Determination of protein concentration.

The concentrations of purified proteins were determined by using the DC protein assay kit (Bio-Rad) as instructed by the manufacturer using bovine serum albumin (Sigma Fraction V) dissolved in storage buffer as the standard (see Table S4 in the supplemental material). For CD measurements, protein concentrations were determined by using a MicroBCA protein assay kit (Pierce) as instructed by the manufacturer.

Determination of WalKSpn autophosphorylation kinetic parameters.

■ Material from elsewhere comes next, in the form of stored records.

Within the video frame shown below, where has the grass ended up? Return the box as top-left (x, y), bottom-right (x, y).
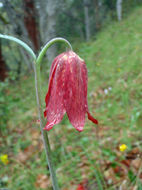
top-left (0, 5), bottom-right (142, 190)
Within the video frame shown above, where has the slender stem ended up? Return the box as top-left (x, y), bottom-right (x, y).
top-left (0, 34), bottom-right (72, 190)
top-left (36, 37), bottom-right (72, 64)
top-left (34, 38), bottom-right (72, 190)
top-left (0, 34), bottom-right (36, 60)
top-left (34, 64), bottom-right (59, 190)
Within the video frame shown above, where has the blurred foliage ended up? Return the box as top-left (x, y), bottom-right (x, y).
top-left (0, 7), bottom-right (142, 190)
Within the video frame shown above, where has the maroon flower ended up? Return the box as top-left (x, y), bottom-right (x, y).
top-left (44, 51), bottom-right (98, 131)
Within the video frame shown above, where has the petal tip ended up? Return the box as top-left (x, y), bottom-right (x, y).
top-left (76, 127), bottom-right (83, 132)
top-left (43, 122), bottom-right (53, 131)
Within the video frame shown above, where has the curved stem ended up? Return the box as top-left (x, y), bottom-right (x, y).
top-left (36, 37), bottom-right (72, 64)
top-left (34, 38), bottom-right (72, 190)
top-left (0, 34), bottom-right (36, 60)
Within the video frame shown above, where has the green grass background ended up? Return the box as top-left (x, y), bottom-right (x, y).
top-left (0, 7), bottom-right (142, 190)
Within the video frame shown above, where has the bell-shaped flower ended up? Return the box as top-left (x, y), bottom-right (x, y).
top-left (44, 51), bottom-right (98, 131)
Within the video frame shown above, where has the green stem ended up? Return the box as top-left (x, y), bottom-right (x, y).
top-left (0, 34), bottom-right (72, 190)
top-left (0, 34), bottom-right (36, 60)
top-left (36, 37), bottom-right (72, 64)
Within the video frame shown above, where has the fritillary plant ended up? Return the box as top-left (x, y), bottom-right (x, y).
top-left (0, 34), bottom-right (98, 190)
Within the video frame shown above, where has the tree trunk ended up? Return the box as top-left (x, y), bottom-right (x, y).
top-left (23, 0), bottom-right (39, 52)
top-left (2, 0), bottom-right (33, 71)
top-left (0, 41), bottom-right (7, 81)
top-left (39, 0), bottom-right (60, 62)
top-left (83, 0), bottom-right (91, 41)
top-left (94, 0), bottom-right (101, 31)
top-left (116, 0), bottom-right (122, 21)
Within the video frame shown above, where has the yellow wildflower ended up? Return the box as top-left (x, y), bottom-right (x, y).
top-left (119, 144), bottom-right (127, 152)
top-left (0, 154), bottom-right (9, 165)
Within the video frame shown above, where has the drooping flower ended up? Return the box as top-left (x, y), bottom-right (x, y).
top-left (119, 144), bottom-right (127, 152)
top-left (44, 51), bottom-right (98, 131)
top-left (0, 154), bottom-right (9, 165)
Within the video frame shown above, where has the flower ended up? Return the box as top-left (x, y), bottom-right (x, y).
top-left (44, 51), bottom-right (98, 131)
top-left (119, 144), bottom-right (127, 152)
top-left (0, 154), bottom-right (9, 165)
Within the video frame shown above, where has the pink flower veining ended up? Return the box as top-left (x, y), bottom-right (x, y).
top-left (44, 51), bottom-right (98, 131)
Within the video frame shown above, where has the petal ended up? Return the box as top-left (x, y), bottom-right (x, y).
top-left (87, 111), bottom-right (98, 125)
top-left (64, 52), bottom-right (87, 131)
top-left (44, 60), bottom-right (65, 130)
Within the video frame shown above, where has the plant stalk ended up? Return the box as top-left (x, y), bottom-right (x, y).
top-left (34, 38), bottom-right (72, 190)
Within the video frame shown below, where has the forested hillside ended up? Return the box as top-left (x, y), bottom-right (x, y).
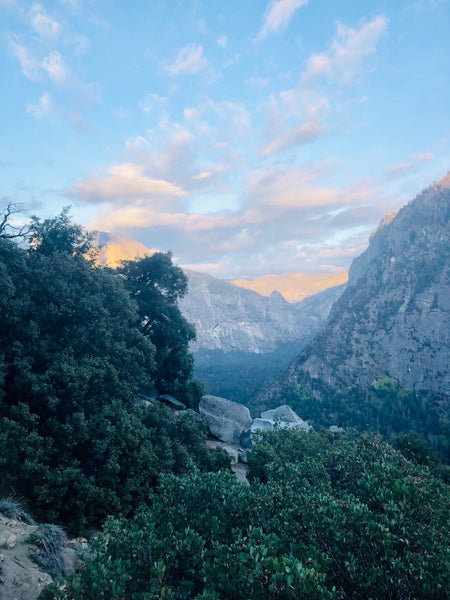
top-left (0, 211), bottom-right (450, 600)
top-left (0, 211), bottom-right (229, 529)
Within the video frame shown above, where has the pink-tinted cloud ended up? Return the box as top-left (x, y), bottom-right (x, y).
top-left (256, 0), bottom-right (308, 41)
top-left (303, 15), bottom-right (388, 86)
top-left (261, 121), bottom-right (326, 156)
top-left (66, 164), bottom-right (186, 204)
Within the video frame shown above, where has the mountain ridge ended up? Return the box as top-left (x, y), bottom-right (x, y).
top-left (258, 175), bottom-right (450, 400)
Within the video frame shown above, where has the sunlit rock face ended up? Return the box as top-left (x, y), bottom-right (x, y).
top-left (92, 232), bottom-right (346, 356)
top-left (180, 271), bottom-right (342, 354)
top-left (264, 176), bottom-right (450, 398)
top-left (231, 270), bottom-right (348, 302)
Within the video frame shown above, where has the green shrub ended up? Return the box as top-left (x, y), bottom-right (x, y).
top-left (0, 495), bottom-right (34, 525)
top-left (26, 525), bottom-right (68, 576)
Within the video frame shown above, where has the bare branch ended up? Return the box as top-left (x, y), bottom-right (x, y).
top-left (0, 202), bottom-right (30, 240)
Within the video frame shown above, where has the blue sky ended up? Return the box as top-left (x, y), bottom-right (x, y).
top-left (0, 0), bottom-right (450, 279)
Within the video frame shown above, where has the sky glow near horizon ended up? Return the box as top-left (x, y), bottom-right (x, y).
top-left (0, 0), bottom-right (450, 279)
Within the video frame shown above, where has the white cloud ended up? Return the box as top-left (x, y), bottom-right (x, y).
top-left (28, 4), bottom-right (61, 39)
top-left (59, 0), bottom-right (81, 12)
top-left (72, 33), bottom-right (91, 57)
top-left (111, 108), bottom-right (133, 121)
top-left (385, 152), bottom-right (434, 177)
top-left (67, 163), bottom-right (185, 204)
top-left (261, 121), bottom-right (326, 156)
top-left (256, 0), bottom-right (308, 41)
top-left (166, 44), bottom-right (209, 75)
top-left (139, 94), bottom-right (167, 114)
top-left (217, 35), bottom-right (228, 48)
top-left (27, 92), bottom-right (55, 119)
top-left (41, 50), bottom-right (70, 83)
top-left (303, 16), bottom-right (387, 85)
top-left (9, 39), bottom-right (70, 83)
top-left (9, 39), bottom-right (41, 81)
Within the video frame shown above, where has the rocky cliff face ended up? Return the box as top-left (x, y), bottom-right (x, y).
top-left (231, 271), bottom-right (348, 302)
top-left (268, 175), bottom-right (450, 398)
top-left (180, 271), bottom-right (342, 354)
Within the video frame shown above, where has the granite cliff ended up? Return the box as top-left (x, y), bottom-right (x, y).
top-left (180, 270), bottom-right (343, 354)
top-left (264, 175), bottom-right (450, 409)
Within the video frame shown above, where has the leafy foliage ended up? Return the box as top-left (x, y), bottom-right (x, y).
top-left (255, 373), bottom-right (450, 462)
top-left (0, 211), bottom-right (224, 529)
top-left (118, 252), bottom-right (201, 406)
top-left (43, 430), bottom-right (450, 600)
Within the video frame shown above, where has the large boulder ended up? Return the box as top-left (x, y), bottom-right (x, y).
top-left (241, 404), bottom-right (311, 450)
top-left (261, 404), bottom-right (311, 431)
top-left (241, 418), bottom-right (274, 449)
top-left (198, 394), bottom-right (252, 444)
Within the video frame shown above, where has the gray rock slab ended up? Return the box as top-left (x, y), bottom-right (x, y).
top-left (198, 394), bottom-right (252, 444)
top-left (241, 418), bottom-right (274, 449)
top-left (261, 404), bottom-right (302, 423)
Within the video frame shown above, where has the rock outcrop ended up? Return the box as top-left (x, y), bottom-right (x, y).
top-left (0, 514), bottom-right (76, 600)
top-left (198, 395), bottom-right (252, 444)
top-left (241, 404), bottom-right (312, 449)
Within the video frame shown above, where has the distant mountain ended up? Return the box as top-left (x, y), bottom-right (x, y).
top-left (180, 270), bottom-right (342, 354)
top-left (261, 175), bottom-right (450, 406)
top-left (231, 270), bottom-right (348, 302)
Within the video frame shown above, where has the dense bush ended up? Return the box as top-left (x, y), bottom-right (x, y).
top-left (42, 430), bottom-right (450, 600)
top-left (0, 211), bottom-right (223, 529)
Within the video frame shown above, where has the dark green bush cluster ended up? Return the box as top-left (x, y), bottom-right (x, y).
top-left (26, 524), bottom-right (68, 576)
top-left (42, 430), bottom-right (450, 600)
top-left (0, 211), bottom-right (224, 532)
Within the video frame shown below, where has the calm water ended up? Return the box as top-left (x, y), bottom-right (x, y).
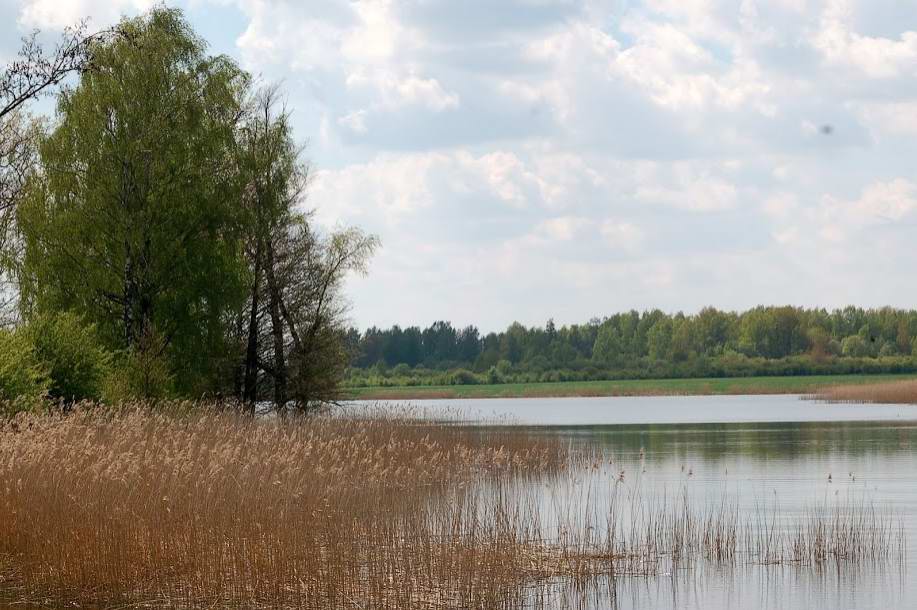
top-left (356, 396), bottom-right (917, 610)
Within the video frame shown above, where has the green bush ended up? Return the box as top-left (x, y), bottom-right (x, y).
top-left (23, 313), bottom-right (111, 402)
top-left (102, 335), bottom-right (175, 405)
top-left (449, 369), bottom-right (478, 385)
top-left (0, 329), bottom-right (50, 415)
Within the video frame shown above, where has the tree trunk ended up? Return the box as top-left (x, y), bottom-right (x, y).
top-left (266, 243), bottom-right (287, 413)
top-left (242, 243), bottom-right (261, 414)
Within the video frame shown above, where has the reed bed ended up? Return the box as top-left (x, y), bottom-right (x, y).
top-left (809, 379), bottom-right (917, 405)
top-left (0, 408), bottom-right (903, 608)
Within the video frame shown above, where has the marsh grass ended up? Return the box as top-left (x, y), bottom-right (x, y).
top-left (0, 407), bottom-right (903, 608)
top-left (809, 379), bottom-right (917, 404)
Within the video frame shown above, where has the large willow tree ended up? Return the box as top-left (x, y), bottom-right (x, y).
top-left (17, 9), bottom-right (249, 394)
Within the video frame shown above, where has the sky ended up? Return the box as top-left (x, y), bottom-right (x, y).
top-left (0, 0), bottom-right (917, 331)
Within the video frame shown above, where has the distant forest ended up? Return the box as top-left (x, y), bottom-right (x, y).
top-left (347, 306), bottom-right (917, 385)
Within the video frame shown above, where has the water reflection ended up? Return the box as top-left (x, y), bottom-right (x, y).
top-left (408, 397), bottom-right (917, 610)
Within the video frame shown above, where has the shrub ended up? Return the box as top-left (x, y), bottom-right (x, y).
top-left (24, 313), bottom-right (111, 402)
top-left (0, 329), bottom-right (50, 415)
top-left (449, 369), bottom-right (478, 385)
top-left (102, 334), bottom-right (175, 404)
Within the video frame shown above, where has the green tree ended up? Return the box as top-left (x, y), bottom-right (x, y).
top-left (17, 8), bottom-right (249, 393)
top-left (22, 312), bottom-right (111, 402)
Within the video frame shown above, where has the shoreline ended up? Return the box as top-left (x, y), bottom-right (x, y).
top-left (344, 374), bottom-right (917, 400)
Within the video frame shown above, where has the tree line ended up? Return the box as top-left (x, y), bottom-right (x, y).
top-left (0, 8), bottom-right (378, 411)
top-left (347, 306), bottom-right (917, 383)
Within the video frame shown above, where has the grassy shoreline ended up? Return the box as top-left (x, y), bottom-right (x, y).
top-left (345, 374), bottom-right (917, 400)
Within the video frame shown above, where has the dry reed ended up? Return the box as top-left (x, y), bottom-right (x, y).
top-left (0, 408), bottom-right (899, 608)
top-left (809, 379), bottom-right (917, 404)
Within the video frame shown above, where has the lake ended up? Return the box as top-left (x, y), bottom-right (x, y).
top-left (352, 396), bottom-right (917, 610)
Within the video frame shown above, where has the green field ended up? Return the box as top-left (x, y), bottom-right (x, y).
top-left (346, 374), bottom-right (917, 400)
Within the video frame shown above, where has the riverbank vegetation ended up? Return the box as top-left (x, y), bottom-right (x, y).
top-left (0, 403), bottom-right (902, 608)
top-left (812, 379), bottom-right (917, 405)
top-left (0, 7), bottom-right (378, 412)
top-left (345, 374), bottom-right (914, 400)
top-left (346, 307), bottom-right (917, 388)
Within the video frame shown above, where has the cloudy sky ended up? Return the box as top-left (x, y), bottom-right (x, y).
top-left (0, 0), bottom-right (917, 330)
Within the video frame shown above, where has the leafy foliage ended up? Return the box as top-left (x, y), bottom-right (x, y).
top-left (0, 329), bottom-right (50, 414)
top-left (21, 312), bottom-right (111, 402)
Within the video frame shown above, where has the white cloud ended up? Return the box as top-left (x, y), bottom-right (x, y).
top-left (14, 0), bottom-right (917, 329)
top-left (19, 0), bottom-right (155, 30)
top-left (813, 0), bottom-right (917, 78)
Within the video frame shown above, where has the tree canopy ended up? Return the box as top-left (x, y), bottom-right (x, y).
top-left (0, 8), bottom-right (377, 410)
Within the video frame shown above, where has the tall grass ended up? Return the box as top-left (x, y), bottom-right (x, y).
top-left (810, 379), bottom-right (917, 404)
top-left (0, 408), bottom-right (900, 608)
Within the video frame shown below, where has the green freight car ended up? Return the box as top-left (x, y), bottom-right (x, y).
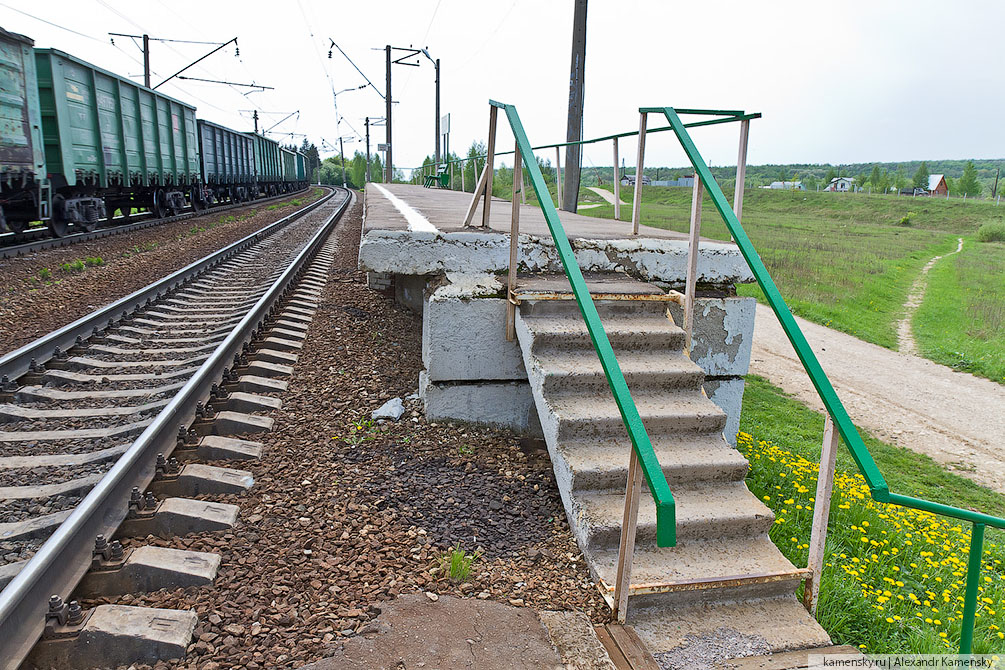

Autophosphorylation kinetic parameters were determined by using an SDS-PAGE method described previously (21) with the following modifications. Various WalKSpn constructs (1.1 to 1.7 μM; see Table S4 in the supplemental material) were preequilibrated in reaction buffer B (50 mM Tris-HCl [pH 7.8], 200 mM KCl, 5 mM MgCl2) for 10 min at 25°C. Reducing agents were omitted, because addition of 2 mM dithiothreitol diminished WalKSpn autophosphorylation activity. The autophosphorylation reactions were started by adding various concentrations (6, 12.5, 50, 100, and 225 μM) of [γ-32P]ATP (specific activity, 1.1 to 2.5 Ci/mmol; Perkin-Elmer, catalog no. BLU502Z). At designated times (15, 30, 45, and 60 s), 15-μl samples were removed, and reactions were stopped by adding the samples to 15 μl of 2× Laemmli sample buffer containing 5% (vol/vol) β-mercaptoethanol. Final samples (20 μl) were analyzed without heating by 10% Tris-glycine SDS-PAGE (21). After electrophoresis, gels were soaked for 20 min in 2% (vol/vol) glycerol and dried for 1 h at 80°C on a vacuum gel dryer (Bio-Rad). Dried gels were exposed to a storage phosphor screen (GE Healthcare) and analyzed by using a Typhoon Variable Mode Imager 9200 (Amersham) and ImageQuant 5.2 software (Molecular Dynamics). The amount of WalKSpn~P in each lane was quantified by using a standard curve generated by spotting known concentrations of [γ-32P]ATP. Initial rates were calculated from linear regression plots of WalKSpn~P formed versus time (Fig. (Fig.2),2), and Michaelis-Menten kinetic parameters (Km and kcat) (see references 12, 21, 28, 50, 61, and 78 for precedents) were obtained by fitting velocities to ATP concentrations using a nonlinear regression program (GraphPad Prism). The autophosphorylation of the H218A or T222R mutant WalKSpn (N)-Sumo construct was not detectable or very low, respectively. These constructs (2.4 to 3.3 μM; see Table S4 in the supplemental material) were preequilibrated in reaction buffer B for 5 min at 25°C, and reactions were initiated by adding 12.5 μM [γ-32P]ATP (specific activity, 5 to 10 Ci/mmol). Samples were removed at different times (1, 2.5, 5, 10, 15, and 20 min) and processed as described above.

FIG. 2.
Progress curves of autophosphorylation reactions. Representative curves used to determine the kinetic parameters in Table Table11 are shown. (A) Time course used to calculate the initial rates of WalKSpnΔN35 (C)-His autophosphorylation ...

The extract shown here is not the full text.